Researchers identify strategy for designing safer opioids

Opioid drugs offer people relief from debilitating pain, but these drugs carry risks: the risk of addiction, miserable withdrawal symptoms, and the potential for fatal overdose. In a study in ACS Central Science, researchers have identified a strategy for designing safer opioids. They showed that an experimental opioid, which binds to an unconventional site on the receptor, suppresses pain in animal models with fewer side effects -? especially those associated with fatal overdoses.

Opioid drugs enter the body’s natural pain-relieving system by activating pain-suppressing opioid receptors on nerve cells in the brain. Although medicines are meant to help people, sometimes these medicines lead to harm. People who take opioids can become physically dependent on them, where sudden cessation can cause withdrawal symptoms such as muscle pain, nausea and vomiting. Additionally, opioids make breathing slow and shallow, a side effect that can be fatal.

Efforts to design safer opioids have largely focused on identifying molecules that bind to the same spot on the receptor, known as the active site, where the body’s own pain signals attach. In a previous study, researchers found a molecule called C6 guano, which can activate the opioid receptor when it binds outside the active site. C6 guano interacts with a site within the opioid receptor that normally responds to sodium ions. Despite its promising results, C6 guano has a major drawback: It cannot pass through the blood-brain barrier that protects the organ.
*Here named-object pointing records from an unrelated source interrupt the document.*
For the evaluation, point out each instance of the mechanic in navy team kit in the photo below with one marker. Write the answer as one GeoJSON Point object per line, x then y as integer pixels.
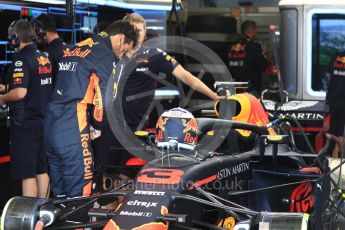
{"type": "Point", "coordinates": [143, 61]}
{"type": "Point", "coordinates": [30, 86]}
{"type": "Point", "coordinates": [335, 98]}
{"type": "Point", "coordinates": [246, 58]}
{"type": "Point", "coordinates": [78, 101]}
{"type": "Point", "coordinates": [49, 39]}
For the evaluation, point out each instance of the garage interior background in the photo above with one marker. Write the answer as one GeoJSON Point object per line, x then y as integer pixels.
{"type": "Point", "coordinates": [212, 22]}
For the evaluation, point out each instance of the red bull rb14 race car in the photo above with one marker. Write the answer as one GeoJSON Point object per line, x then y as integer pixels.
{"type": "Point", "coordinates": [187, 186]}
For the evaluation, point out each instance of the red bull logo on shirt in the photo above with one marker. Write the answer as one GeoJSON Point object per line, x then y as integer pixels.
{"type": "Point", "coordinates": [191, 125]}
{"type": "Point", "coordinates": [238, 47]}
{"type": "Point", "coordinates": [43, 60]}
{"type": "Point", "coordinates": [339, 63]}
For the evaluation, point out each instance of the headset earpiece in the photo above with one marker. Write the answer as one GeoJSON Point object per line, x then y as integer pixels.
{"type": "Point", "coordinates": [38, 28]}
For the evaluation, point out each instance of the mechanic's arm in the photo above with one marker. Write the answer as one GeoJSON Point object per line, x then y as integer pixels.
{"type": "Point", "coordinates": [18, 80]}
{"type": "Point", "coordinates": [2, 88]}
{"type": "Point", "coordinates": [13, 95]}
{"type": "Point", "coordinates": [194, 82]}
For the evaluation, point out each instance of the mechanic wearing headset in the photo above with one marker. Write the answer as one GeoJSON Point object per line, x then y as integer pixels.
{"type": "Point", "coordinates": [335, 98]}
{"type": "Point", "coordinates": [246, 58]}
{"type": "Point", "coordinates": [49, 39]}
{"type": "Point", "coordinates": [30, 86]}
{"type": "Point", "coordinates": [78, 102]}
{"type": "Point", "coordinates": [143, 61]}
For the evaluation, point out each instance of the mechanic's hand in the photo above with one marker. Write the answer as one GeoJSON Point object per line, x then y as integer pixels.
{"type": "Point", "coordinates": [326, 108]}
{"type": "Point", "coordinates": [2, 101]}
{"type": "Point", "coordinates": [215, 97]}
{"type": "Point", "coordinates": [94, 133]}
{"type": "Point", "coordinates": [2, 88]}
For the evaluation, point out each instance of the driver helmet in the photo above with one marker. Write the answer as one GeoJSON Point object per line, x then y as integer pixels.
{"type": "Point", "coordinates": [176, 130]}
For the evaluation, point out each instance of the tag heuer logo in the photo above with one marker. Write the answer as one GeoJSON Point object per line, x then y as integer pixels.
{"type": "Point", "coordinates": [68, 66]}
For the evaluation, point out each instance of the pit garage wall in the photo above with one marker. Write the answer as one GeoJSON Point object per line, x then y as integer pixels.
{"type": "Point", "coordinates": [223, 26]}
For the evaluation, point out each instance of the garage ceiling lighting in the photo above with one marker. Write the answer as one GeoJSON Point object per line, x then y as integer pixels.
{"type": "Point", "coordinates": [164, 5]}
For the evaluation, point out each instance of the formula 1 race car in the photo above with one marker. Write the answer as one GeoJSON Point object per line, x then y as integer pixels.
{"type": "Point", "coordinates": [186, 186]}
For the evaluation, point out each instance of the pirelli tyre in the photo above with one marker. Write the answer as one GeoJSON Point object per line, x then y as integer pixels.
{"type": "Point", "coordinates": [20, 213]}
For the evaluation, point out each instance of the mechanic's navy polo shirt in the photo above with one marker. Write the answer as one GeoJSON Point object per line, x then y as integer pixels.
{"type": "Point", "coordinates": [147, 61]}
{"type": "Point", "coordinates": [30, 69]}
So a team led by Susruta Majumdar, Jay McLaughlin, Haoqing Wang and Ruth Huttenhain set out to improve on this discovery by identifying a similar molecule with the ability to travel from the bloodstream to opioid receptors in the brain.

To find an alternative that also binds to the opioid receptor, the researchers synthesized and evaluated 10 compounds with chemistry that could allow passage through the blood-brain barrier. In their initial testing on cells, they identified the most promising candidate derived from fentanyl, called RO76. By trapping molecules near the activated receptor, the team showed that RO76 produces a signal inside cells that differs from those initiated by classic opioids, such as morphine.
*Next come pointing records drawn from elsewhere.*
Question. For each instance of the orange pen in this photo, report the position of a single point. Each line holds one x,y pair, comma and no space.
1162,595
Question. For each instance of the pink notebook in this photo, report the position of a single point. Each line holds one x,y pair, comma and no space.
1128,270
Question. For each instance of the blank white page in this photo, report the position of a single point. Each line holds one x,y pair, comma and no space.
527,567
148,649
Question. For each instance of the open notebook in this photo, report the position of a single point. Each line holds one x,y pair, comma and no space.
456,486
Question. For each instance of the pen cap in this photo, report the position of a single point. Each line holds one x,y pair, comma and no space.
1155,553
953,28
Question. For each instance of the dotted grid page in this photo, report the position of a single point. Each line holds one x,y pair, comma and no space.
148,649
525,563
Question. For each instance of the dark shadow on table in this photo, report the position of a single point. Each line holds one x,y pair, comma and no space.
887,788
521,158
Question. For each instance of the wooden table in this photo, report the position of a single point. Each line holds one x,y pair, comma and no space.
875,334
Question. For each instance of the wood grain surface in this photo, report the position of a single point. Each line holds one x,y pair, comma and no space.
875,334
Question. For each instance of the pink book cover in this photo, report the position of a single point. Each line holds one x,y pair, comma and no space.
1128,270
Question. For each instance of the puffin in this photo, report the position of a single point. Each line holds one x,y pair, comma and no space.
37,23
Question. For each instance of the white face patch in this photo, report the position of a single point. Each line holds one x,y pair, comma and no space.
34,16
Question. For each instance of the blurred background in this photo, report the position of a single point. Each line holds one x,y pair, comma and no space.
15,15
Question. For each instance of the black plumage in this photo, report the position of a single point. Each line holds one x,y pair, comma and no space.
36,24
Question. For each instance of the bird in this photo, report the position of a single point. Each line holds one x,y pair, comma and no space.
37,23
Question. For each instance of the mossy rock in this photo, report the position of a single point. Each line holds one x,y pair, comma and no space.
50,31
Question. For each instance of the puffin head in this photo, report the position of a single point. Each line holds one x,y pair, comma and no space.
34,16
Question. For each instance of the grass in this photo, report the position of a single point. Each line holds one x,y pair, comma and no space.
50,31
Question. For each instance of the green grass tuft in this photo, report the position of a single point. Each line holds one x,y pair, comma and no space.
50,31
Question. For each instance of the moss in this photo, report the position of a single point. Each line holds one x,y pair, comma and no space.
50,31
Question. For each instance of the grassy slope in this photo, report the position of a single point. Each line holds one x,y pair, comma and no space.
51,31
They then evaluated the compound’s effectiveness in mice. In these experiments, RO76 appeared to suppress pain as effectively as morphine. But when they compared the effects of opioids on the animals’ breathing rates, they found that RO76 slowed breathing much less, suggesting it may not be as lethal as morphine. Similarly, when mice were given an opioid blocking drug, mice chronically given RO76 showed fewer withdrawal symptoms than those given morphine. In addition, the team found that, when given orally, the new fentanyl derivative had similar, though slightly lower, pain-relieving effects than when it was injected under the animals’ skin. The researchers say these results suggest that RO76 has the potential to be developed as an oral drug for humans.